Biomedical Engineering

Neural representations of natural self motion: implications for perception & action

October 17, 2017

4:30 p.m. - 5:30 p.m. ET

Doherty Hall A302

Kathleen Cullen, PhD
Professor
Department of Biomedical Engineering
Johns Hopkins University

Abstract

The vestibular system detects self-motion and in turn generates reflexes that are crucial for our daily activities, such as stabilizing the visual axis (gaze) and maintaining head and body posture. In addition, the vestibular system provides us with our subjective sense of movement and orientation in space. The loss vestibular function due to aging, injury, or disease produces dizziness, postural imbalance, and an increased risk of falls – all symptoms that profoundly impair quality of life.

In this talk, I will describe how the brain encodes vestibular information in natural conditions. Notably, our work has established the relationship between neural variability, detection thresholds, and information transmission in the vestibular system.

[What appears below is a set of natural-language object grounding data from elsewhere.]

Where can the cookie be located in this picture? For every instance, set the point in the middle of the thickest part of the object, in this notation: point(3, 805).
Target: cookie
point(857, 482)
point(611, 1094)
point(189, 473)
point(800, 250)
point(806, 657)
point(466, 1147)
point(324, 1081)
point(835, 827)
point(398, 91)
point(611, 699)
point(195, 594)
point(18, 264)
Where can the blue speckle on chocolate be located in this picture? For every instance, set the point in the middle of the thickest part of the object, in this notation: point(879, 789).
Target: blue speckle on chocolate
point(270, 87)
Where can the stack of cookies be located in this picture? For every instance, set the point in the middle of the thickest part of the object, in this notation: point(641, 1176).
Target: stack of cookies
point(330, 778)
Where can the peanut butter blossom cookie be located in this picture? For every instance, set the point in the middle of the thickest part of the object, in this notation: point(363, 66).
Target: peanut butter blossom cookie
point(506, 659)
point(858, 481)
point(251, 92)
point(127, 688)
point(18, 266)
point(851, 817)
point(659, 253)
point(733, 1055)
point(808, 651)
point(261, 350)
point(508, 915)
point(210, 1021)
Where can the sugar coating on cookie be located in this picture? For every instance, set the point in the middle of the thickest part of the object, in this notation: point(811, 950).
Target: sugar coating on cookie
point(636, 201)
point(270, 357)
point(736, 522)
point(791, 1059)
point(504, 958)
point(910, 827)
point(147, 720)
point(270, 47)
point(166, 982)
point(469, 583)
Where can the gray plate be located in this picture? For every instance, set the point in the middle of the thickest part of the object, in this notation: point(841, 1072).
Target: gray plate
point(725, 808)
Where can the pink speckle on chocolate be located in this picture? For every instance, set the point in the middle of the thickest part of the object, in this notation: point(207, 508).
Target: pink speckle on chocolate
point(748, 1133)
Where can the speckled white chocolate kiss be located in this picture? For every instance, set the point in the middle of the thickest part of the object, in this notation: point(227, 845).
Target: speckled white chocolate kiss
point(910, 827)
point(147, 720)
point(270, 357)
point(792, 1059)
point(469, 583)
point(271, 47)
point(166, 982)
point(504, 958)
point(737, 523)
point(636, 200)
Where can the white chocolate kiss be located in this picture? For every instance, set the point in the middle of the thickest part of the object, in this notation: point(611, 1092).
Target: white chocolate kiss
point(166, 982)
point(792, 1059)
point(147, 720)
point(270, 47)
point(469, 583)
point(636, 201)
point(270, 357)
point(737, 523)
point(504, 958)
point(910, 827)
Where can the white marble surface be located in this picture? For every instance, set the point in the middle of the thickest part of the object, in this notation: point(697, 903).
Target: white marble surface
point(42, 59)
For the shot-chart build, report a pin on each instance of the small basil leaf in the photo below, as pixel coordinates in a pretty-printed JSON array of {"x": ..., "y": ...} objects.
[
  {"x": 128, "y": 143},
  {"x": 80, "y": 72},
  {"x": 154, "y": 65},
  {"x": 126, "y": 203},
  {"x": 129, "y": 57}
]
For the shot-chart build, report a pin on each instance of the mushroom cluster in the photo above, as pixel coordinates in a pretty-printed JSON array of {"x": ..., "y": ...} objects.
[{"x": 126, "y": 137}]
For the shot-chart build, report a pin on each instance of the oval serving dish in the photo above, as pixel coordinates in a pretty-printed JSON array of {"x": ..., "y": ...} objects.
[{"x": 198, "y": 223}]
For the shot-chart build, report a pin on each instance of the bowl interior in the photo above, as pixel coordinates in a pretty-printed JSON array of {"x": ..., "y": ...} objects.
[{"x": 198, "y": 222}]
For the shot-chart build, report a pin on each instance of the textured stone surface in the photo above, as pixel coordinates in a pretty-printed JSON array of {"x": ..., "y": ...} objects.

In addition, we have established how early stages of processing process vestibular stimuli and integrate them with extra-vestibular cues – for example proprioceptive and premotor information to ensure accurate perception and behaviour. Our experiments have revealed that while vestibular afferents respond identically to externally-generated and actively-generated self-motion, this is not the case at first central stage of sensory processing. Neurons mediating the vestibulo-spinal reflexes, as well as ascending thalamocortical pathways, are robustly activated during externally-generated motion, however their sensory response are cancelled during actively-generated movements. Our work has further revealed that this cancellation of actively-generated vestibular input occurs only in conditions where the actual sensory signal matches the brain’s internal estimate of the expected sensory consequences of active movement. Moreover, when unexpected vestibular inputs becomes persistent during voluntary motion, a cerebellar-based cancellation mechanism is rapidly updated to re-enable the vital distinction between self-generated and externally-applied stimulation to ensure the maintenance of posture and stable perception. In contrast, vestibular pathways mediating the vestibulo-ocular reflex, employ a different strategy. In this pathway, head velocity is robustly encoded whenever the goal is to stabilize gaze, but when the goal is to voluntarily redirect gaze an efferent copy of the gaze command suppresses the efficacy of this reflex pathway. Taken together, these findings have important implications for understanding the neural basis of perception and action during self-motion.